Ainsi construit, le premier verset a été entendu, ou bien comme un sommaire du récit entier, ou bien comme signifiant la création de la matière première ou élémentaire. Or, si le verset 2 marque l’état de confusion de la terre, il ne dit rien de celui des cieux ; par conséquent, le verset 1 er ne peut désigner l’état primitif des cieux et de la terre. Les cieux et la terre que Dieu a créés au commencement sont les mêmes que ceux qu’il a ainsi ncmmés le 2e et le 3e jour, 8, 9, et qui ont été achevés le 6e, ii, 1. Le ciel et la terre, chez les Hébreux, représentent tout le monde visible, dont la création est racontée au chapitre I er de la Genèse.

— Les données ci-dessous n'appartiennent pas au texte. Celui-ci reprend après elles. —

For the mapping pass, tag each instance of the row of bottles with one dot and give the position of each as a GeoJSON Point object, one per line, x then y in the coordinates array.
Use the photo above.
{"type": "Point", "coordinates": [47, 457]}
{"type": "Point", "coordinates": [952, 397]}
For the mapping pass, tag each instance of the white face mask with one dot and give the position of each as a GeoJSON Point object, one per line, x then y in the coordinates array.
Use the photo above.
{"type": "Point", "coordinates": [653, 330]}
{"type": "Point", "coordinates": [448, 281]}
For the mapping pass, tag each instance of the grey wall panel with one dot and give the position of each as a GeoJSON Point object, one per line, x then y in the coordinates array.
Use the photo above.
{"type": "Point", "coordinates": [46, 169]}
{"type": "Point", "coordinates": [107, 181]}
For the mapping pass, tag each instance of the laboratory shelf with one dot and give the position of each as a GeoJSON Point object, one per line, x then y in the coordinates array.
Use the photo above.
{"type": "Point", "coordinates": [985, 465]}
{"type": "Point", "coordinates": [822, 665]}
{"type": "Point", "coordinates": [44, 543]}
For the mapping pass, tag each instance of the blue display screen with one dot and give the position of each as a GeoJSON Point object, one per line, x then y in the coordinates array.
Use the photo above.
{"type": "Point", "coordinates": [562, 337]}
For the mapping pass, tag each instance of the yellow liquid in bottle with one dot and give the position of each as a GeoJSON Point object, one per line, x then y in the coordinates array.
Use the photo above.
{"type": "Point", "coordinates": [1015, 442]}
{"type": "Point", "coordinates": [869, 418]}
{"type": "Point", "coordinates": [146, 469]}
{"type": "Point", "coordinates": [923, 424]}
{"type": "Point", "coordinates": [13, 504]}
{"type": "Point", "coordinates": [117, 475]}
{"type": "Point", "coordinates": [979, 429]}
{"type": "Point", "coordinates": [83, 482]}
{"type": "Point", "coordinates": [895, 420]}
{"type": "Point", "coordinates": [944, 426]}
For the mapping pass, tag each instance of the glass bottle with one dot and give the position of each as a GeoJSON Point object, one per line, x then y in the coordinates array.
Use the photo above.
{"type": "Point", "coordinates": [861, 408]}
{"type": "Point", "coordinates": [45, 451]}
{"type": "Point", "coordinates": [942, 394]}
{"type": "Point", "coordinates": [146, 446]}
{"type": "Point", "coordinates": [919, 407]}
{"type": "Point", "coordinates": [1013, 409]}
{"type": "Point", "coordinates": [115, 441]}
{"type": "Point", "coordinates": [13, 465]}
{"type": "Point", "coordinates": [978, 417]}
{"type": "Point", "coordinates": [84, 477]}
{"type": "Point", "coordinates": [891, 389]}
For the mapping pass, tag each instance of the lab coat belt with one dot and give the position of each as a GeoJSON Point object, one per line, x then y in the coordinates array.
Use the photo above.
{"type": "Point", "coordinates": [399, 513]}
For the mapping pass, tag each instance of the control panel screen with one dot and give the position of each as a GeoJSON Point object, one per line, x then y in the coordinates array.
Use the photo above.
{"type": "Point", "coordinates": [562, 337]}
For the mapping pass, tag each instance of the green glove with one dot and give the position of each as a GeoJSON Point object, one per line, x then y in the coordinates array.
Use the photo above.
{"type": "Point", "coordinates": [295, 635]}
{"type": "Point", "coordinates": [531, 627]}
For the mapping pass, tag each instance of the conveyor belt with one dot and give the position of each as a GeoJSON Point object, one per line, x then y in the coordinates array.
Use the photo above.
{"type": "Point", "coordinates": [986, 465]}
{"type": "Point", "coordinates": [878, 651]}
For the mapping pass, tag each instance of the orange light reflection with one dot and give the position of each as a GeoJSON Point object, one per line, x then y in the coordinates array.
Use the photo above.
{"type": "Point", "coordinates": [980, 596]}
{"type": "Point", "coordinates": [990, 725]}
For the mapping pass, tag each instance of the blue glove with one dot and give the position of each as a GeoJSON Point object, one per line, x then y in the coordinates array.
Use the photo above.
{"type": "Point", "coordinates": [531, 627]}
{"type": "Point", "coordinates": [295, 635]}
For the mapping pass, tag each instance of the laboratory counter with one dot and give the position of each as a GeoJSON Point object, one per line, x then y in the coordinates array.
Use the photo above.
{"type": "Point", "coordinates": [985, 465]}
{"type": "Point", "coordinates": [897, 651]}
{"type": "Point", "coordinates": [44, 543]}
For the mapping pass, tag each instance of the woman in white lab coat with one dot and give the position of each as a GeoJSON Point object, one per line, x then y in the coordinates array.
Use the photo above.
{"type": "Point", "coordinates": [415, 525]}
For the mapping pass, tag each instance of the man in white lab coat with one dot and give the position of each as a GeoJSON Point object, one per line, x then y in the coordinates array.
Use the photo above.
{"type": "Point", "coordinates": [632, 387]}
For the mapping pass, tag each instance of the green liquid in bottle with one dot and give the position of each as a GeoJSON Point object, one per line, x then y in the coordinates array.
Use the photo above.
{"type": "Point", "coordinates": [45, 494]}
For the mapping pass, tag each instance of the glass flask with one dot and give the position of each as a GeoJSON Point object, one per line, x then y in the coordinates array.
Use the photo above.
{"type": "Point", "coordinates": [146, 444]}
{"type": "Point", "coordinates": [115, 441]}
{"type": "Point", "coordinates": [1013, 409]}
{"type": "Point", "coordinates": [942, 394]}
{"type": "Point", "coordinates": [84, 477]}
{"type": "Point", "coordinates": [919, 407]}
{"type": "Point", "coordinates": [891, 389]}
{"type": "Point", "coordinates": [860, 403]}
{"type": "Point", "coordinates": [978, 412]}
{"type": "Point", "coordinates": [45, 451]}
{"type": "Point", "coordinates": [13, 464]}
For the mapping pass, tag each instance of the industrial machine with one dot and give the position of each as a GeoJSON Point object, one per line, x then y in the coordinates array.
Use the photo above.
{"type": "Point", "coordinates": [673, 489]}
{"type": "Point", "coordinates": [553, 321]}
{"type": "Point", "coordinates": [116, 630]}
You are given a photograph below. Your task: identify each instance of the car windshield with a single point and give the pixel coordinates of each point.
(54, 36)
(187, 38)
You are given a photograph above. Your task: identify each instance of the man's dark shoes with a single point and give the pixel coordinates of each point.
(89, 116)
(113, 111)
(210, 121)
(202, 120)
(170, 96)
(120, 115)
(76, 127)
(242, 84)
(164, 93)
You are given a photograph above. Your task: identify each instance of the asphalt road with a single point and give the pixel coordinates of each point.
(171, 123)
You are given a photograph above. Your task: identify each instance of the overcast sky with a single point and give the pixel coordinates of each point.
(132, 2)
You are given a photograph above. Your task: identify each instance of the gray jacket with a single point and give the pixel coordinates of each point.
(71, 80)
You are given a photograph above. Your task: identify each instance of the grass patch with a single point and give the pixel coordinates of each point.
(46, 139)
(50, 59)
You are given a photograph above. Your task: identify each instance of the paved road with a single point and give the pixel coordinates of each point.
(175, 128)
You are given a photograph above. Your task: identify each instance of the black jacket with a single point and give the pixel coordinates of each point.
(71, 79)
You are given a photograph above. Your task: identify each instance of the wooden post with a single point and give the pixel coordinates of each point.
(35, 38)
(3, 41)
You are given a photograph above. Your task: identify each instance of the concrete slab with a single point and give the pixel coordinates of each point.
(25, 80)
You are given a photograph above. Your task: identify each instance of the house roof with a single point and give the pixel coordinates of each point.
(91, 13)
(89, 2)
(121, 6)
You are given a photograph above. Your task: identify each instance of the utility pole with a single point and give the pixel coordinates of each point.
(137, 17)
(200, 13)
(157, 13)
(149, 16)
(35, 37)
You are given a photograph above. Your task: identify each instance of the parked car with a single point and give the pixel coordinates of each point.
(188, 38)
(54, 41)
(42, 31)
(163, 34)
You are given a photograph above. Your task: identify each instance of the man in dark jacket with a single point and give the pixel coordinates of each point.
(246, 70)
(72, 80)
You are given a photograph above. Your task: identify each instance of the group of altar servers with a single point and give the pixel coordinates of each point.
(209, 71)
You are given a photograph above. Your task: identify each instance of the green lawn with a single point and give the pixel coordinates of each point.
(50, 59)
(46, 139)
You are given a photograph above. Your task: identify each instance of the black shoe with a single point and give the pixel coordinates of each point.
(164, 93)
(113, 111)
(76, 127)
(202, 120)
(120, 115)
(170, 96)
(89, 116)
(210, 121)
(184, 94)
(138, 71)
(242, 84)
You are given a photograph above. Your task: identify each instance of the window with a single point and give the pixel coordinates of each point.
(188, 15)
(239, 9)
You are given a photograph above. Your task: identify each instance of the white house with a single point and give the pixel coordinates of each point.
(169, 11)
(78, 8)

Le 1 er verset de ce chapitre est donc un sommaire du récit entier.

Or, c’est au commencement que Dieu a créé tous les êtres visibles, représentés par le ciel et la terre. Ce cemmencement doit s’entendre du commencement du monde ou des êtres créés, et par conséquent du commencement du temps. Quant à l’acte divin, c’est la création ex nihilo, comme le signifie clairement le verbe bârâ’, sinon en lui-même, au moins dans le contexte. Voir t. iii, col. 2042-2046.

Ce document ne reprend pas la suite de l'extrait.